En esa época del año en que los días son más cortos y somnolientos, apresados entre los ribetes abrigados del alba y del crepúsculo, cuando la ciudad se ramificaba en laberintos de noches invernales, de cuya torpeza apenas alcanzaban a rescatarla las demasiado cortas mañanas, mi padre estaba ya sometido, extraviado, entregado a otra esfera…
Su cara y su cabeza entera se erizaban salvajemente en una pelambre gris cuyos mechones surgían de las verrugas de las orejas y de las fosas nasales, dándole el aspecto de un viejo zorro al acecho.
El olfato y el oído se le agudizaban. En la expresión de su rostro silencioso y tenso se veía que sus sentidos lo mantenían en contacto permanente con el mundo invisible de los rincones obscuros, los agujeros de los ratones, el vacío bajo el entarimado carcomido y los conductos de las chimeneas.
Todos los crujidos, los ruidos nocturnos, la vida secreta y rechinante de los pisos encontraban en él un observador tan vigilante como infalible, a la vez espía y cómplice. Esta tarea lo absorbía de tal manera que se enfrascaba completamente en esta esfera para nosotros inaccesible y de la cual ni siquiera intentaba informarnos. A veces, cuando los caprichos de lo invisible se tornaban demasiado absurdos, no podía abstenerse de chasquear los dedos o reírse por lo bajo. Lanzaba miradas de complicidad al gato, también iniciado en los misterios de ese mundo, que levantaba su cabeza cínica y fría, cubierta de rayas, entrecerrando los ojos delgados y oblicuos, siempre sumido en la indiferencia y el aburrimiento.

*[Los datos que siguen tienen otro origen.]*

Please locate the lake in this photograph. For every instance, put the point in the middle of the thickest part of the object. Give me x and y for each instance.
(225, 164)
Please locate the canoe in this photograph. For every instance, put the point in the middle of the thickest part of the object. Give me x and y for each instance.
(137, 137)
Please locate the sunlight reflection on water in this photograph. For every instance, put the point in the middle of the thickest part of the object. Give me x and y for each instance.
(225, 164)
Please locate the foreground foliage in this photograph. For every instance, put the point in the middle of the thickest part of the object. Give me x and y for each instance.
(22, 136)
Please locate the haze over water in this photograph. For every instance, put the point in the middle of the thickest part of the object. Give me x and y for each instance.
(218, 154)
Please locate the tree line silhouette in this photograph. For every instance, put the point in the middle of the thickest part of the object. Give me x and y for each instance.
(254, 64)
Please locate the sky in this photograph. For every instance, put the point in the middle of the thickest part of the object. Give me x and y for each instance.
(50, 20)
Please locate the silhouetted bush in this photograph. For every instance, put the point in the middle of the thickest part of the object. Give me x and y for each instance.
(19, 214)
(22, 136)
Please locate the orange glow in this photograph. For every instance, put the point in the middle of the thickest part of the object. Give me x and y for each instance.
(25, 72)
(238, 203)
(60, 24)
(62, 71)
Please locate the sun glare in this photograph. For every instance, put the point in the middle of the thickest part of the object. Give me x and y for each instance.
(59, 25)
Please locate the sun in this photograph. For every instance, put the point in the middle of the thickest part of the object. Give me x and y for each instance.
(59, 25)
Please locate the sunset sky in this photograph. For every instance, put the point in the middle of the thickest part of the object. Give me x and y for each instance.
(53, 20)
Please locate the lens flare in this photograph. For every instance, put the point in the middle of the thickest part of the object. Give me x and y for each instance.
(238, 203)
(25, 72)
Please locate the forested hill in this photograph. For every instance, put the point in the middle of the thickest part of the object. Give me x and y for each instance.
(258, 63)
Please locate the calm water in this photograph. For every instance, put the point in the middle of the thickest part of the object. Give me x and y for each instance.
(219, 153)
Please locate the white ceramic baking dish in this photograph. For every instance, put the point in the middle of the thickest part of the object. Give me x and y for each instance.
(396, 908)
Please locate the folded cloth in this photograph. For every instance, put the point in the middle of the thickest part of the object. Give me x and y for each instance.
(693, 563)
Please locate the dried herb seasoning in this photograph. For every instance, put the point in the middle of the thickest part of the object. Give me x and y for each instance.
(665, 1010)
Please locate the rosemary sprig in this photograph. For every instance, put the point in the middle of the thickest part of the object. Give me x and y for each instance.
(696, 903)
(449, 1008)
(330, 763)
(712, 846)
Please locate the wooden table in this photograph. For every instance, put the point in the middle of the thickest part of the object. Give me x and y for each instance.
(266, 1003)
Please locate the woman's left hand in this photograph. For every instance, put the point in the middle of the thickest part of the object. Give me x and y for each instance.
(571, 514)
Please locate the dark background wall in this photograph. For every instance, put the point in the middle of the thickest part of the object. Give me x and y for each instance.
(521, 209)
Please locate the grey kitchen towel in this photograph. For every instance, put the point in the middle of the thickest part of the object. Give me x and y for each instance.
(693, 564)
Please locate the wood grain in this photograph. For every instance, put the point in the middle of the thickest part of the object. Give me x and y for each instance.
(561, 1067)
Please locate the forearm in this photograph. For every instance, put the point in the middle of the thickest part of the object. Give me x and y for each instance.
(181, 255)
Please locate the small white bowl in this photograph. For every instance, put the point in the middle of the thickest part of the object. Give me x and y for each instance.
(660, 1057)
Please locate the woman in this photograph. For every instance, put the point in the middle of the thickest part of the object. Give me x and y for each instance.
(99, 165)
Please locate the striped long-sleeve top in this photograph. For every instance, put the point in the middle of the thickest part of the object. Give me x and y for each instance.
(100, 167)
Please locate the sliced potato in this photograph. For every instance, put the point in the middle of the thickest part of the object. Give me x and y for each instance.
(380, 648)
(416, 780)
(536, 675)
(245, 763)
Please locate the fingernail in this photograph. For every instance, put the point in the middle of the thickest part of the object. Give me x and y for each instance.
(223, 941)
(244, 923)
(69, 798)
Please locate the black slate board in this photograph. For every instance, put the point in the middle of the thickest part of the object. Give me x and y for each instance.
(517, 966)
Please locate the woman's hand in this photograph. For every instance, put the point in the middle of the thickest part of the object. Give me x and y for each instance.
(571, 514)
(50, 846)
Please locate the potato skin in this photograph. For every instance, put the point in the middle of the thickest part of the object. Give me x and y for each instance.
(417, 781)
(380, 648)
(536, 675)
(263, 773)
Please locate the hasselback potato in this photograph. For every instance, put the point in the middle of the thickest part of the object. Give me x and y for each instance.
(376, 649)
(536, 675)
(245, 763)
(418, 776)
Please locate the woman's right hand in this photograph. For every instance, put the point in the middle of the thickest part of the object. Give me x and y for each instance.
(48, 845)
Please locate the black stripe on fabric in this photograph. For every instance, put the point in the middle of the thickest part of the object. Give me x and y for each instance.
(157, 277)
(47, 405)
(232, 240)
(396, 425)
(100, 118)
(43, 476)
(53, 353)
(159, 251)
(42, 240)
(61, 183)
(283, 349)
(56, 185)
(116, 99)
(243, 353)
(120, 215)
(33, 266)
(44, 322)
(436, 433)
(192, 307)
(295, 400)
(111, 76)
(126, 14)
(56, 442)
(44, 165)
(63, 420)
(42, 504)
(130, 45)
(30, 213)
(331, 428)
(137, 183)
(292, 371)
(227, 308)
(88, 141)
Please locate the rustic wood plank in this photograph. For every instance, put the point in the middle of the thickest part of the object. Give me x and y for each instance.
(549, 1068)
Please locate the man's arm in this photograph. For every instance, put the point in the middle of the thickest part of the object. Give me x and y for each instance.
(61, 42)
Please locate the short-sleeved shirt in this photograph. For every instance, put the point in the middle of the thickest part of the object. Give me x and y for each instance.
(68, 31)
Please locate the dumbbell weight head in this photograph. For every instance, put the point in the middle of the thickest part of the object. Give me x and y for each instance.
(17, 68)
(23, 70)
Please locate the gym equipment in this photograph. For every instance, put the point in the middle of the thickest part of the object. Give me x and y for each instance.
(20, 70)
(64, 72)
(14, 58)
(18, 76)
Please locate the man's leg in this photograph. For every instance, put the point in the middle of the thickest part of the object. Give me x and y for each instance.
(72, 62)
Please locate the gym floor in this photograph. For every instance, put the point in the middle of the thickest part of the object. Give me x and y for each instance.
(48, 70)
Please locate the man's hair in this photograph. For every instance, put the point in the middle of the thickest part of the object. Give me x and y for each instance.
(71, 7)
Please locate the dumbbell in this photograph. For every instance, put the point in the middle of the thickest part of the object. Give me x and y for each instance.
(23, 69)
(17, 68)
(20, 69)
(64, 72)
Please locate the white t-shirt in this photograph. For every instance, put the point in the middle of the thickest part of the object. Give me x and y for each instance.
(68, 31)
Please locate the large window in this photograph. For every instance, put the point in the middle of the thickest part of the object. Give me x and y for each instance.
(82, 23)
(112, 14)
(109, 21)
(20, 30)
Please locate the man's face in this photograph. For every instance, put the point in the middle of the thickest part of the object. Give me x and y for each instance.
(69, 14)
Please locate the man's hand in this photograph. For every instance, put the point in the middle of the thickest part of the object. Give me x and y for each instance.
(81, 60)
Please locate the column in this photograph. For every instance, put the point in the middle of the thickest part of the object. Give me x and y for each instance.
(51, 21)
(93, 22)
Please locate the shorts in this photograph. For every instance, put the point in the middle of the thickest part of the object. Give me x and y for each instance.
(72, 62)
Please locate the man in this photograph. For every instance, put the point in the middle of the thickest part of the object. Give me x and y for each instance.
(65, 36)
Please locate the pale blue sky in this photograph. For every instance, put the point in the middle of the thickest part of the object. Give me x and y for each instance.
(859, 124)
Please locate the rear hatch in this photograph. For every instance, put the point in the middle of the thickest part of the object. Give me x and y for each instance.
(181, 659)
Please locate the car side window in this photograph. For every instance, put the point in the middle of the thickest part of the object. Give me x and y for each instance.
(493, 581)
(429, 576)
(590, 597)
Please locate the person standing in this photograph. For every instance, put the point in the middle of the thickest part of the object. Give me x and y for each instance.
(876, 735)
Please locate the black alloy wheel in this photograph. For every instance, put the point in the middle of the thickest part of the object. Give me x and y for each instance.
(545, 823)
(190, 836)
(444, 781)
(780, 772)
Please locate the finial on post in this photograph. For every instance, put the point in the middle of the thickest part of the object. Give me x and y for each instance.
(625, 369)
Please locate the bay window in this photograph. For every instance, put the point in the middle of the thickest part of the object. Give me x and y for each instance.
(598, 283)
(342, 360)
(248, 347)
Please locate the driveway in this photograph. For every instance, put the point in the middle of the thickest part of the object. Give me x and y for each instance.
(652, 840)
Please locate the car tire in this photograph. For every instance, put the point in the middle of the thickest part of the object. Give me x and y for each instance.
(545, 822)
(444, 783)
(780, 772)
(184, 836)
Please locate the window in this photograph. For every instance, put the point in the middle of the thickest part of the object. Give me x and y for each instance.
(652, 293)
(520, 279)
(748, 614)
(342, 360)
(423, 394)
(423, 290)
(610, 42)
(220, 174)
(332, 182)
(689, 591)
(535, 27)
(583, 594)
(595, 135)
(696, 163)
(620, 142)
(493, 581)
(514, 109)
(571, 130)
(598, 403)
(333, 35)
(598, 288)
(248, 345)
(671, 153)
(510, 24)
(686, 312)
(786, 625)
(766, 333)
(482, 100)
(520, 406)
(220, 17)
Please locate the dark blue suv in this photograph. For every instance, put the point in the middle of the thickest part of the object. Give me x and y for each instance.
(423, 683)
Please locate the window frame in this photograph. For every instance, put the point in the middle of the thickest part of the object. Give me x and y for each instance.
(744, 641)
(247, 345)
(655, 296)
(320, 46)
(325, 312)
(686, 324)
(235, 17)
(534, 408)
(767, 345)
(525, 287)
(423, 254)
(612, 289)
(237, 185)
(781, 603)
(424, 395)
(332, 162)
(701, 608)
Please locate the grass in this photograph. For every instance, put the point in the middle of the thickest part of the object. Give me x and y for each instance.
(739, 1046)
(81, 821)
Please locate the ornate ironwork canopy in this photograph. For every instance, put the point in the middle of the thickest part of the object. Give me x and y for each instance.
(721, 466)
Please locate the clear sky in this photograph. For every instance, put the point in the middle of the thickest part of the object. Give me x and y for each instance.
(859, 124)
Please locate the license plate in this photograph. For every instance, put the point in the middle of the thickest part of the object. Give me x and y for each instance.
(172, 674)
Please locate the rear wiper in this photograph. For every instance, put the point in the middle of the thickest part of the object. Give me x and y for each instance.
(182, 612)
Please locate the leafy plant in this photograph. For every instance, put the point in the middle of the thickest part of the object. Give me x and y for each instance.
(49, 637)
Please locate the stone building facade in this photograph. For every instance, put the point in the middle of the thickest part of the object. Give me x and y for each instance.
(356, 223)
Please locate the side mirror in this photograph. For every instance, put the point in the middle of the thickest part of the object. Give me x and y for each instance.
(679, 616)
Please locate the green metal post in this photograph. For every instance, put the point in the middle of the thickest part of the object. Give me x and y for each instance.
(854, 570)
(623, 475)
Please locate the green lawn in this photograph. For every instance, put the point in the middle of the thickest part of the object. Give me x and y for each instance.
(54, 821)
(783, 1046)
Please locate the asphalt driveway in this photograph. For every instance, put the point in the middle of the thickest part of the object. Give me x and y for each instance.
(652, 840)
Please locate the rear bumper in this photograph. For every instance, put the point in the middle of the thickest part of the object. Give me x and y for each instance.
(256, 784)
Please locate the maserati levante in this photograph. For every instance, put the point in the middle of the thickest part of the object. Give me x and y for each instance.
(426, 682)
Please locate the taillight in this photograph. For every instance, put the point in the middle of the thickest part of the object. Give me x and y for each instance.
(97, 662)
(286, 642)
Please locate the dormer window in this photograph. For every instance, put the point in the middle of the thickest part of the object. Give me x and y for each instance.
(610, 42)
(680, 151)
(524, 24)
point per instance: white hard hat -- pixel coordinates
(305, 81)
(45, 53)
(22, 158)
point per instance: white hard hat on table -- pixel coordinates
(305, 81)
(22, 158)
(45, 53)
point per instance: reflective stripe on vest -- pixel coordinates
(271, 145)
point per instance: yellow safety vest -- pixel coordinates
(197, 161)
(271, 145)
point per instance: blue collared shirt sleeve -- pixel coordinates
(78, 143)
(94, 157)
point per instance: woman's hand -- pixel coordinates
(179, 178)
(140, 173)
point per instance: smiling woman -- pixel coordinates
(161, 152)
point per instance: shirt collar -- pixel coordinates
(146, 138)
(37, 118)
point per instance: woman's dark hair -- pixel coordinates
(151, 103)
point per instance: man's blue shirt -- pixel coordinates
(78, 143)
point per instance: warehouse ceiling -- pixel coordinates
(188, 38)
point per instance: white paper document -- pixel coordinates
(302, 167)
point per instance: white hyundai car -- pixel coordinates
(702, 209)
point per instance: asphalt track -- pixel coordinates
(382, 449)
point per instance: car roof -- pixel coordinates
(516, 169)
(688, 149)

En mitad del almuerzo podía ocurrírsele, de pronto, dejar el cubierto sobre la mesa, erguirse en actitud felina y escurrirse en puntas de pies hasta la puerta de la contigua habitación vacía y mirar con infinita precaución por el ojo de la cerradura. Volvía enseguida a la mesa, un poco avergonzado, con una sonrisa incómoda y los gruñidos y refunfuños del monólogo interior en el que estaba inmerso. Por la tarde, para divertirlo un poco y distraerlo de sus morbosas investigaciones, mi madre lo llevaba a pasear. La acompañaba en silencio, sin resistencia, pero también sin convicción, distraído, ausente. Una vez lo llevamos al teatro.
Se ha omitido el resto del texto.